Durch das Verhalten unserer Mutter wurde uns immer nur gezeigt, dass Menschen einen über den Tisch hauen wollen. Insbesondere was andere Frauen und unser Erbe angeht. Es wurde auch nie wirklich viel gelacht bei uns im Haushalt. Beide sowohl mein Vater als auch meine Mutter sind recht kalt und waren immer sehr distanziert. Bei meiner Mutter geht es gar soweit, dass sie vor lauter Spannung kein Fußballspiel sehen kann.
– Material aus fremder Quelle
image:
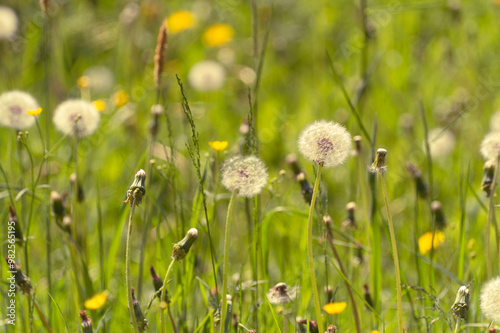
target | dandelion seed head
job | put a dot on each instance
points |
(490, 299)
(245, 174)
(490, 146)
(207, 75)
(83, 112)
(325, 142)
(14, 107)
(8, 23)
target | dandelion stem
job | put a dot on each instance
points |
(310, 250)
(162, 297)
(127, 268)
(230, 209)
(394, 253)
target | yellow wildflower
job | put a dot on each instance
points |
(218, 34)
(35, 112)
(424, 241)
(180, 20)
(100, 105)
(218, 145)
(83, 82)
(335, 307)
(120, 98)
(96, 301)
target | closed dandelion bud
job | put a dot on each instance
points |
(325, 142)
(488, 175)
(350, 221)
(247, 175)
(22, 281)
(86, 322)
(142, 323)
(422, 188)
(437, 212)
(158, 283)
(18, 233)
(182, 248)
(461, 304)
(378, 166)
(281, 294)
(137, 190)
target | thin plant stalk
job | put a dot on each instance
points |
(162, 297)
(229, 219)
(310, 250)
(127, 269)
(394, 253)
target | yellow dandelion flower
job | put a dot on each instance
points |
(424, 241)
(83, 82)
(218, 34)
(120, 98)
(218, 145)
(335, 307)
(34, 112)
(181, 20)
(100, 105)
(96, 301)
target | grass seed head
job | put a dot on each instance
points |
(325, 142)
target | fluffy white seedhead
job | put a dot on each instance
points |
(8, 23)
(325, 142)
(441, 143)
(13, 107)
(245, 174)
(206, 76)
(490, 146)
(490, 299)
(67, 112)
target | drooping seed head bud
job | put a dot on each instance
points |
(13, 222)
(350, 221)
(488, 175)
(86, 322)
(137, 190)
(461, 304)
(158, 283)
(437, 212)
(22, 281)
(182, 248)
(357, 145)
(422, 188)
(378, 166)
(142, 323)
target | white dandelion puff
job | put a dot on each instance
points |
(490, 146)
(490, 299)
(325, 142)
(14, 105)
(245, 174)
(8, 23)
(207, 76)
(76, 117)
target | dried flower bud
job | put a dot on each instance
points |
(461, 304)
(378, 166)
(142, 323)
(158, 283)
(22, 281)
(182, 248)
(13, 222)
(422, 188)
(86, 322)
(437, 212)
(137, 190)
(350, 221)
(281, 294)
(488, 175)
Beim Autofahren wird jedes einzelne Verkehrsschild bzw. vorausfahrende Fahrzeug erwähnt ("Achtung, der bremst", "Achtung hier ist fünfzig") . Technische Einstellungen am Computer oder Handy werden permanent in Frage gestellt. ("Sie: Stell mir diese App auf dem iPhone ein, aber nein ich will nicht zahlen". Ich: "Die App ist kostenlos." Sie: "Da steht aber In-App käufe".). Des Weiteren weiß sie angeblich alles besser und somit sind alle anderen die dummen.
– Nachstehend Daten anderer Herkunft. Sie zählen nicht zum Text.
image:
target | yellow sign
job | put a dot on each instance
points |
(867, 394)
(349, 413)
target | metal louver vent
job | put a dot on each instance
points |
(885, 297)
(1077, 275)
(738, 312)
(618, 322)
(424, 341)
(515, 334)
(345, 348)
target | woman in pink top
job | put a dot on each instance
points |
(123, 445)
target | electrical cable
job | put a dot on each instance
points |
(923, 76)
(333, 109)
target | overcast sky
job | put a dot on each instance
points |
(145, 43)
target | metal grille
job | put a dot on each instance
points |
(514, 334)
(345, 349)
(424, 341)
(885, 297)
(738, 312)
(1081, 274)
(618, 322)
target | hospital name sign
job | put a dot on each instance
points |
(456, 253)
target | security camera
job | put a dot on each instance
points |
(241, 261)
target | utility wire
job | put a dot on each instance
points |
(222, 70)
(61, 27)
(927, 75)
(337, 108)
Ich bin diese extreme Form des Misstrauens gegenüber den eigenen Kinder (uns), dieser permanenten Angst und Besserwisserei sowas von Leid. Ich habe schon mehrmals gesagt, dass ich keine Unterstützung mehr gebe, wenn alles hinterfragt und in Zweifel gezogen wird. Dann lass ich sie es einfach selber machen und verlasse einfach den Raum.

Was würdet ihr machen?
 

Styx.85

Aktives Mitglied
Du beschreibst eine Familiensituation, die mir sehr sehr bekannt vorkommt.

Ich möchte jetzt hier nicht ins Detail gehen, aber das beschriebene Misstrauen gegen alles und jeden, das Hochhalten des heiligen Erbes könnte ich 1 : 1 ebenfalls berichten.
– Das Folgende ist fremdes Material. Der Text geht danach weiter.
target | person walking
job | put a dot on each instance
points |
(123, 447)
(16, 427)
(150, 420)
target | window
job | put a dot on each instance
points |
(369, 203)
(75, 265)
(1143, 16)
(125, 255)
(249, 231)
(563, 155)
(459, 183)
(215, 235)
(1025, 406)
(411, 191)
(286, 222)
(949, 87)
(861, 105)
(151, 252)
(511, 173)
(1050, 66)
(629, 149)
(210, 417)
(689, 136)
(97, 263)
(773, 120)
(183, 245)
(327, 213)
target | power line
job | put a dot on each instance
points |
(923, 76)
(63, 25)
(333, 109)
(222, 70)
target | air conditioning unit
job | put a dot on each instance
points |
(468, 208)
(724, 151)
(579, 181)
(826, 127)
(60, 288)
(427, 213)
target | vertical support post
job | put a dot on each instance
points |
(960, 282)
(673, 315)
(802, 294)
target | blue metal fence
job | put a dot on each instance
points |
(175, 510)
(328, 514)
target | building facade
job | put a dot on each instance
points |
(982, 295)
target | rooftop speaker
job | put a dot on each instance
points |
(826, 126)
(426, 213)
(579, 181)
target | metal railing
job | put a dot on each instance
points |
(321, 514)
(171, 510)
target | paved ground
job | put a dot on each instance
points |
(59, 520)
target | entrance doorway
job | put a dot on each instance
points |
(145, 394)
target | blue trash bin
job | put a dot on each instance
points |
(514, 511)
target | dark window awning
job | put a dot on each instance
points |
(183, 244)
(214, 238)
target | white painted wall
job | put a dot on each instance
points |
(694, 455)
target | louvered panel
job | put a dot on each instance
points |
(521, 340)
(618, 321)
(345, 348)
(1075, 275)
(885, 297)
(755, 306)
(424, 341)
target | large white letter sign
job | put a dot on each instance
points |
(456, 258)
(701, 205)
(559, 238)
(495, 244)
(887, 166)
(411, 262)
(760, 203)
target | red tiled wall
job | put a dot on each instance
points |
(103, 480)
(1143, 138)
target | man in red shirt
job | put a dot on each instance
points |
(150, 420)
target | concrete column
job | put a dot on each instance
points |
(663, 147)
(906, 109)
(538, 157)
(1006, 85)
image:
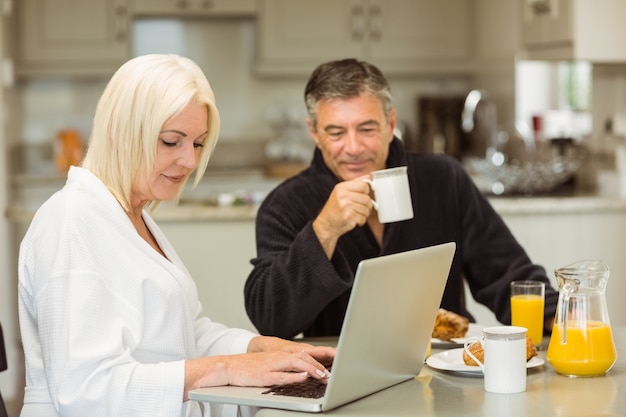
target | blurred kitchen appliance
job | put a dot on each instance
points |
(439, 126)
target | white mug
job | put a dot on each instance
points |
(392, 195)
(504, 368)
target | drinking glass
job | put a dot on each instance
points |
(527, 303)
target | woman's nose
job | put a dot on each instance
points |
(189, 156)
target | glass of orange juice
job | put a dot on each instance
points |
(527, 302)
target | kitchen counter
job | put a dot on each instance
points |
(207, 210)
(441, 393)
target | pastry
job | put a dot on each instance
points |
(477, 350)
(449, 325)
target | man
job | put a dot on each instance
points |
(314, 228)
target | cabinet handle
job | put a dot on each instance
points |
(121, 19)
(540, 7)
(376, 22)
(358, 22)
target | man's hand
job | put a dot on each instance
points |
(348, 206)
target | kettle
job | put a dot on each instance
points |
(581, 344)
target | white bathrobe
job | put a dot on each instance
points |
(106, 321)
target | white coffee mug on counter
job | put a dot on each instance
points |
(392, 196)
(504, 366)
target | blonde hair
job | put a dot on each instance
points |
(140, 98)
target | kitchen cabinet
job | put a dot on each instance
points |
(72, 37)
(217, 254)
(399, 36)
(194, 8)
(573, 30)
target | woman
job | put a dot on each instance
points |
(110, 318)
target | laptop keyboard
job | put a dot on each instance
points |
(311, 388)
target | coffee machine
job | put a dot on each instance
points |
(439, 126)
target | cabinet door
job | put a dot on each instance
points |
(409, 34)
(194, 8)
(400, 36)
(546, 22)
(297, 35)
(72, 36)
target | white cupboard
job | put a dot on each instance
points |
(399, 36)
(194, 8)
(72, 37)
(573, 29)
(217, 255)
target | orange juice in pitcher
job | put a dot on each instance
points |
(582, 342)
(589, 350)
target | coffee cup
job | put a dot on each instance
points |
(504, 366)
(392, 196)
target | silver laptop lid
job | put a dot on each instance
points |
(389, 322)
(385, 334)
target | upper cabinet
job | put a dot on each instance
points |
(399, 36)
(72, 37)
(574, 29)
(194, 8)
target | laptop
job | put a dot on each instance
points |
(386, 332)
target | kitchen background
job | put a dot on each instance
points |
(530, 57)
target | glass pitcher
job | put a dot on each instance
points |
(582, 341)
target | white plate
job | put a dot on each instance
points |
(473, 330)
(452, 360)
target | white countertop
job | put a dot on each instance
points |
(200, 202)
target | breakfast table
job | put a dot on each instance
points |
(442, 393)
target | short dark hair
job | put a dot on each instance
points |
(346, 78)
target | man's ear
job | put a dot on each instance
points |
(312, 131)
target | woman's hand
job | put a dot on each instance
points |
(269, 361)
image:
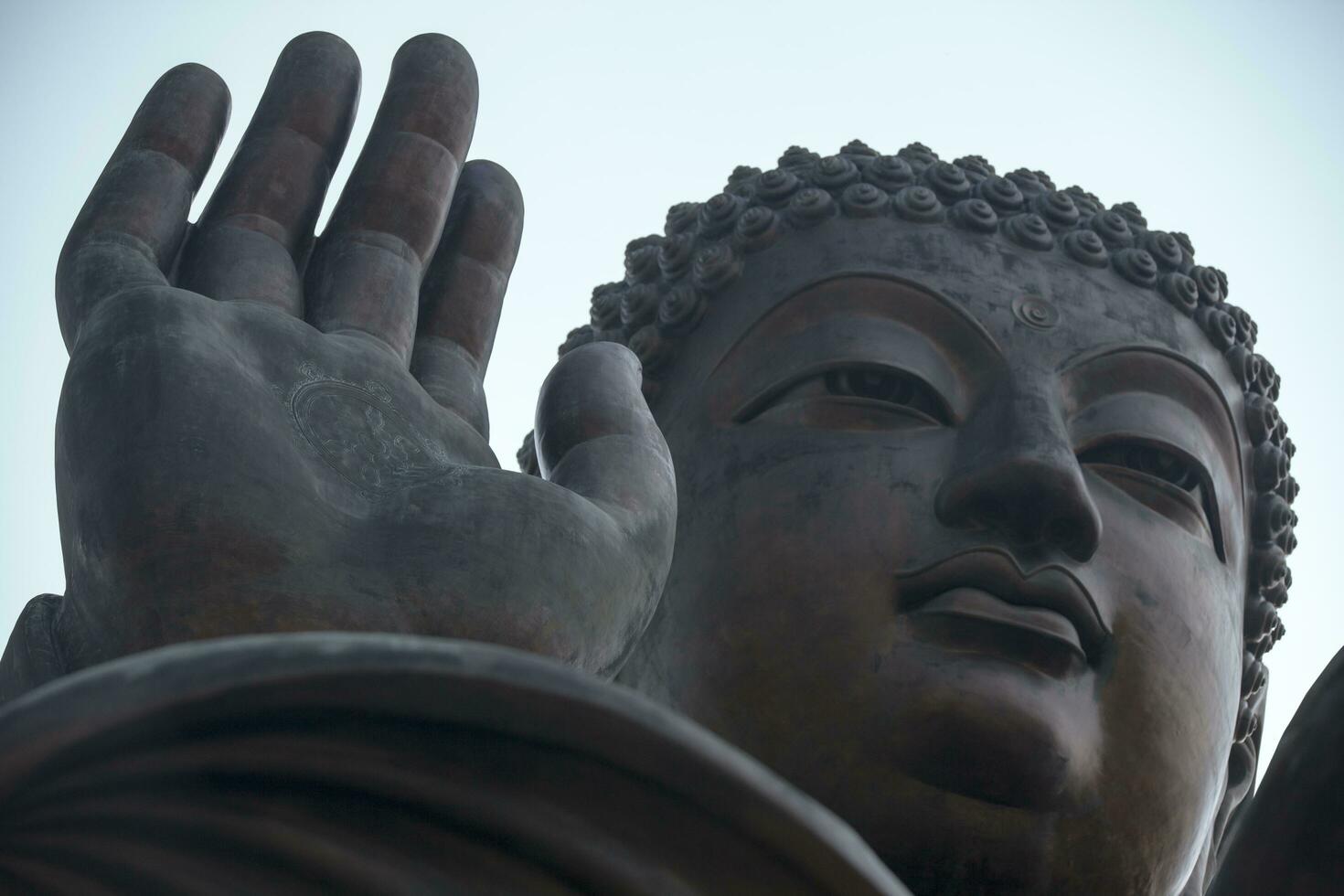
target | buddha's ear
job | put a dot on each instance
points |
(1243, 762)
(1286, 840)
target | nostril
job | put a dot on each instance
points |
(1062, 531)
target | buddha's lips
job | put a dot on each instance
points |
(983, 606)
(987, 584)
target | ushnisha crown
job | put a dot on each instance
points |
(671, 281)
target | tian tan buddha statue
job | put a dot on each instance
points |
(941, 539)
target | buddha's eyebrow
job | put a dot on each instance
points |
(858, 293)
(1157, 369)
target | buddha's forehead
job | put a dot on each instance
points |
(1041, 309)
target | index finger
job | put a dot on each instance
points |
(132, 225)
(368, 263)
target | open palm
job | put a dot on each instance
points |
(265, 432)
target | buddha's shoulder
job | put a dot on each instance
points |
(386, 763)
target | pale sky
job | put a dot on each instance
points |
(1218, 119)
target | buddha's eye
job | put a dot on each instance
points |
(1163, 478)
(852, 397)
(1148, 460)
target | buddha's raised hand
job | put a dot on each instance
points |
(265, 432)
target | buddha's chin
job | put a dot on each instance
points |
(995, 731)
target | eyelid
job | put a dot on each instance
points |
(835, 341)
(768, 397)
(1210, 511)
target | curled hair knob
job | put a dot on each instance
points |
(1029, 229)
(976, 215)
(1136, 265)
(811, 206)
(948, 182)
(863, 200)
(890, 172)
(1269, 466)
(1179, 291)
(1218, 325)
(918, 205)
(835, 172)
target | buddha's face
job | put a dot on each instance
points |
(961, 552)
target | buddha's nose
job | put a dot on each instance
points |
(1017, 475)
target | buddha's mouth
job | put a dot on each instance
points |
(981, 602)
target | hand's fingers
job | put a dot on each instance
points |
(368, 263)
(464, 291)
(595, 437)
(129, 229)
(258, 226)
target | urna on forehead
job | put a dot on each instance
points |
(1019, 229)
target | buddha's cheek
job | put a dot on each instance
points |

Dir ist vielleicht nicht entgangen, dass deine Eltern bzw. deine Mutter selbst enorm unter ihrer Weltabgewandtheit leiden. Dass sie Zwängen unterliegen, nicht existenten Zwängen, die ihr Leben an Reizen massiv verarmen lässt.

So eine Einstellung färbt zwangsläufig auf Kinder ab. Ihr drei habt jeweils volle Breitseiten davon abbekommen, am schwersten scheint es deinen Bruder getroffen zu haben.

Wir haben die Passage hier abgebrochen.